Assim, percebe-se que, embora a digitalização tenha modernizado a pesquisa jurídica e ampliado seu alcance, o desafio atual não é apenas acessar a informação, mas também saber interpretá-la criticamente, diferenciando fontes seguras e compreendendo as implicações jurídicas de um mundo cada vez mais automatizado. Dessa forma, a evolução da pesquisa jurídica continua em andamento, exigindo dos profissionais do Direito uma constante adaptação às novas tecnologias e às novas formas de organização do conhecimento jurídico.

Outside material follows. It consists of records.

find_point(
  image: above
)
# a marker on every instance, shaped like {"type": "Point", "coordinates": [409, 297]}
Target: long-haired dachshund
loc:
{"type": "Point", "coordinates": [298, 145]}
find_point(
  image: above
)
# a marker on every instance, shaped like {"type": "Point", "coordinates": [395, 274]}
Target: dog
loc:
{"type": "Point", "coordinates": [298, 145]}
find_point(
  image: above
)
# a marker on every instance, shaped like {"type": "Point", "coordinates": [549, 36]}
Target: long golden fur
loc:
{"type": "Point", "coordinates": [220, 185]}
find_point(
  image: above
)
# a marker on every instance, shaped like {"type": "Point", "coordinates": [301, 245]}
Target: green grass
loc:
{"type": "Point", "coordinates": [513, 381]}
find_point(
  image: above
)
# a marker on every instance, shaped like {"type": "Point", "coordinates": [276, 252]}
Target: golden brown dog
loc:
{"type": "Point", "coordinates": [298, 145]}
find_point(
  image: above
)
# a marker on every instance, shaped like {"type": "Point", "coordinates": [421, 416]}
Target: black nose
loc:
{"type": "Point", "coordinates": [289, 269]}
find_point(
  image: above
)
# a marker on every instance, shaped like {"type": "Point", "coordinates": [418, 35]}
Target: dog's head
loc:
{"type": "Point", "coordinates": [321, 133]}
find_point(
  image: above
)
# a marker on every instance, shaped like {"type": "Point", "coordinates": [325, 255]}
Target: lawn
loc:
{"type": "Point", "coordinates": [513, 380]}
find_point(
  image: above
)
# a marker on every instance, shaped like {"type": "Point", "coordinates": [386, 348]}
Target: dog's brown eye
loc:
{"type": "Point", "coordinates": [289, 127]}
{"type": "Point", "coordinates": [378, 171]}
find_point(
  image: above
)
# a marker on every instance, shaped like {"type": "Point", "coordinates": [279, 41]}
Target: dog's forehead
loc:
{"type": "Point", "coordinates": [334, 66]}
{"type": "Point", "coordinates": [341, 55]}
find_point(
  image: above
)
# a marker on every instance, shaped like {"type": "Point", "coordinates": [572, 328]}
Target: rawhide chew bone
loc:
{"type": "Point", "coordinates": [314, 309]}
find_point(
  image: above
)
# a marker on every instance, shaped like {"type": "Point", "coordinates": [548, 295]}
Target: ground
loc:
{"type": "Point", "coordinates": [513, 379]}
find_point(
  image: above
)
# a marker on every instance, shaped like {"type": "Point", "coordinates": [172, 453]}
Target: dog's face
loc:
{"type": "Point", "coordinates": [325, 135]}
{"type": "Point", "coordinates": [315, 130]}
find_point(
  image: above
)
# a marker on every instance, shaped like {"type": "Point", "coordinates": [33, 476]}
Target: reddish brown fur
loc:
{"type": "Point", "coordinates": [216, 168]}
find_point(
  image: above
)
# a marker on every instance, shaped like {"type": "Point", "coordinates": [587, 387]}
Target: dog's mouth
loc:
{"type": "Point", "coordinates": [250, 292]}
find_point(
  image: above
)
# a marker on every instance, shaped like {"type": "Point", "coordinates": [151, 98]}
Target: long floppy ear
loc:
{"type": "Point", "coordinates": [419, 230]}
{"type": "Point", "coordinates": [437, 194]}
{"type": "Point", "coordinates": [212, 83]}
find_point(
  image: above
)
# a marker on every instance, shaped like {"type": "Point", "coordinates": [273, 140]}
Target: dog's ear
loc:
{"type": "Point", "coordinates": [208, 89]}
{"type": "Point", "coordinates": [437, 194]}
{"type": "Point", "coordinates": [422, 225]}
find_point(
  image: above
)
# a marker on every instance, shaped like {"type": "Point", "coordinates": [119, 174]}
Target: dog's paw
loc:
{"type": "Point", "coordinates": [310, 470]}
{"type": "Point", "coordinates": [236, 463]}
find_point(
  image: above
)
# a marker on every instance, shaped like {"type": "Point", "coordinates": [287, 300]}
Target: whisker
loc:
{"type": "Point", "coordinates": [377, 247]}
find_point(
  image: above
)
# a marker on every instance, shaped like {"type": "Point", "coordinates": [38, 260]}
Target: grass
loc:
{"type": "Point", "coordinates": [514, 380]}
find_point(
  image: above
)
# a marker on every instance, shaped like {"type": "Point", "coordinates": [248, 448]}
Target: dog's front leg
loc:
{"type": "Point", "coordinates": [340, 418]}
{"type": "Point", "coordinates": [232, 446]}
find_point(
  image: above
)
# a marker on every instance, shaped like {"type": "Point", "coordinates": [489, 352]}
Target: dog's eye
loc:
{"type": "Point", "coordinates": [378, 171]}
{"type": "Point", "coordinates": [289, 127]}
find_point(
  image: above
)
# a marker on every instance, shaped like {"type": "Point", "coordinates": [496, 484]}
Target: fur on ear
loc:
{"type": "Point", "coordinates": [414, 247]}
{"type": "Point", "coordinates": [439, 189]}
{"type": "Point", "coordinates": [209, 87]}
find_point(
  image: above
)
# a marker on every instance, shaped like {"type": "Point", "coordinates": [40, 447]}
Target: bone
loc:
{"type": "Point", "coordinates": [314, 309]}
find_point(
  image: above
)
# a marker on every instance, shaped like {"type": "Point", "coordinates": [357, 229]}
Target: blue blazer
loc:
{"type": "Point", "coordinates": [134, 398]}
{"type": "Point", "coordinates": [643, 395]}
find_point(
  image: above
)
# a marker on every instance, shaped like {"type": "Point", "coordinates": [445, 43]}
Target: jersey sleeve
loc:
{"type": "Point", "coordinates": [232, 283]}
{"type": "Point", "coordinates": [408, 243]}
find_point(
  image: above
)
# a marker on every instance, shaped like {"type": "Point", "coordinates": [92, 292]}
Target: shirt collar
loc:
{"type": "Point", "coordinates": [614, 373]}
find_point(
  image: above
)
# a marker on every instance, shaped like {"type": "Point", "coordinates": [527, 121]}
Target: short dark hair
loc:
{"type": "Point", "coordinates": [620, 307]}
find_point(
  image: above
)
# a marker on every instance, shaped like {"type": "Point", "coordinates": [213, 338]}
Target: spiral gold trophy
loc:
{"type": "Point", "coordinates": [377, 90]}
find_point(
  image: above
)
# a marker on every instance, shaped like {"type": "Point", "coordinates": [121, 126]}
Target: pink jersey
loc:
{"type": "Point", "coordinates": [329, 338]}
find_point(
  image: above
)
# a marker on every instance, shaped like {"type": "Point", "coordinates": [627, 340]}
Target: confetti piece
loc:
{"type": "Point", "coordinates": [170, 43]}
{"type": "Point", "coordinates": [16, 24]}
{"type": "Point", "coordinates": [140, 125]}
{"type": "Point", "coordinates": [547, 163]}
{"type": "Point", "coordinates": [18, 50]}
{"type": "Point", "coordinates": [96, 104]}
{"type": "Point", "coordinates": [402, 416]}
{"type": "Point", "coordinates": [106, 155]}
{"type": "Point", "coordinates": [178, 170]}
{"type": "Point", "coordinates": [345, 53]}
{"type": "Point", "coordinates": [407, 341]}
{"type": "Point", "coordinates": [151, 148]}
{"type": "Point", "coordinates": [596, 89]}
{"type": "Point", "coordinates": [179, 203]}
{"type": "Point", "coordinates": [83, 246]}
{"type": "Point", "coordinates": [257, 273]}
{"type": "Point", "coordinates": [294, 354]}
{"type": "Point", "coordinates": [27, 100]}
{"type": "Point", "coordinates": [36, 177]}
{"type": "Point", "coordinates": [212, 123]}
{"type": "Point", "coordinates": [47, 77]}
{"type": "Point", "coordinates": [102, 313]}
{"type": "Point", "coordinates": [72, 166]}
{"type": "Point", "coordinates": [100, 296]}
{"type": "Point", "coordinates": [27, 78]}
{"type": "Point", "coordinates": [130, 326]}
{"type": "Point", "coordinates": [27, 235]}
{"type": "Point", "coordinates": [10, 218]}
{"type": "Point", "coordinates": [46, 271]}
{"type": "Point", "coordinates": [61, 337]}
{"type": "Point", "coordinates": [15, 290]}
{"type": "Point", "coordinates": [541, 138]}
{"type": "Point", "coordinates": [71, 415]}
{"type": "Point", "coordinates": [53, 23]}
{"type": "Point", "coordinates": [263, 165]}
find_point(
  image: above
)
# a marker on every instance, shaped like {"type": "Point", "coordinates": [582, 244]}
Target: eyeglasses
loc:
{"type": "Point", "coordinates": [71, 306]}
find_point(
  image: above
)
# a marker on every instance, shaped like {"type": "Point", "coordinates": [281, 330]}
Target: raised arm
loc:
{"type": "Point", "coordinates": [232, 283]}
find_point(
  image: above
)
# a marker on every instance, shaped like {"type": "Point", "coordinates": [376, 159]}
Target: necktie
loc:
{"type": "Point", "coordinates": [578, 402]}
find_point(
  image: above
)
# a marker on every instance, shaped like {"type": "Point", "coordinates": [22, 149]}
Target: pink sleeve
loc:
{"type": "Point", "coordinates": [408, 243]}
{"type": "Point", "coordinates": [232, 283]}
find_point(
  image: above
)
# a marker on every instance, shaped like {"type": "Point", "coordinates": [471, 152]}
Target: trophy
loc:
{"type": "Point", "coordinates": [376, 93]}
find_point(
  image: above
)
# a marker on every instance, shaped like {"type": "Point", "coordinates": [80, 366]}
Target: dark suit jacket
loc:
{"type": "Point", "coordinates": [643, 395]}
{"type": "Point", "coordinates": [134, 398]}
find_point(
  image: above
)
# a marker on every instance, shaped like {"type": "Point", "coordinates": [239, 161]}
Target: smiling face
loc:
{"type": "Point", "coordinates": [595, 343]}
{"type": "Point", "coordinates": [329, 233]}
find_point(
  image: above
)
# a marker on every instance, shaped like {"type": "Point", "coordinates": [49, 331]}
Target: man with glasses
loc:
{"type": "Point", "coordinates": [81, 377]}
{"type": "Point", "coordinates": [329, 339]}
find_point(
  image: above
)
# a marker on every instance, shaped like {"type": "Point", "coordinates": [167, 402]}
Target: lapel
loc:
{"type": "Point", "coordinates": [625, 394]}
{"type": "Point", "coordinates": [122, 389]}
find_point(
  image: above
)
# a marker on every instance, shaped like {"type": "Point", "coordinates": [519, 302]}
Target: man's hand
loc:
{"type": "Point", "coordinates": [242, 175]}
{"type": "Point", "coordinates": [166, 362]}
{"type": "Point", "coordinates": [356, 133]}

2. A Transformação da Advocacia na Era Digital – Desafios e Oportunidades
O impacto do processo de transformação digital na advocacia é profundo, exigindo por consequência, que os profissionais se adaptem a novas tecnologias e redefinam sua forma de atuação. Segundo Truzzi (2023), “Na área da advocacia, as mudanças no comportamento das pessoas em resposta à evolução tecnológica trouxeram a necessidade de inovação, resultando no surgimento do escritório de advocacia digital”. Essa reinvenção não se limita à adoção de novas ferramentas, mas envolve uma mudança estrutural na forma como advogados pesquisam, atendem clientes e conduzem processos. O chamado ‘advogado digital’ não apenas utiliza sistemas tecnológicos, mas incorpora inteligência artificial, análise de dados e comunicação online como parte essencial de sua prática jurídica.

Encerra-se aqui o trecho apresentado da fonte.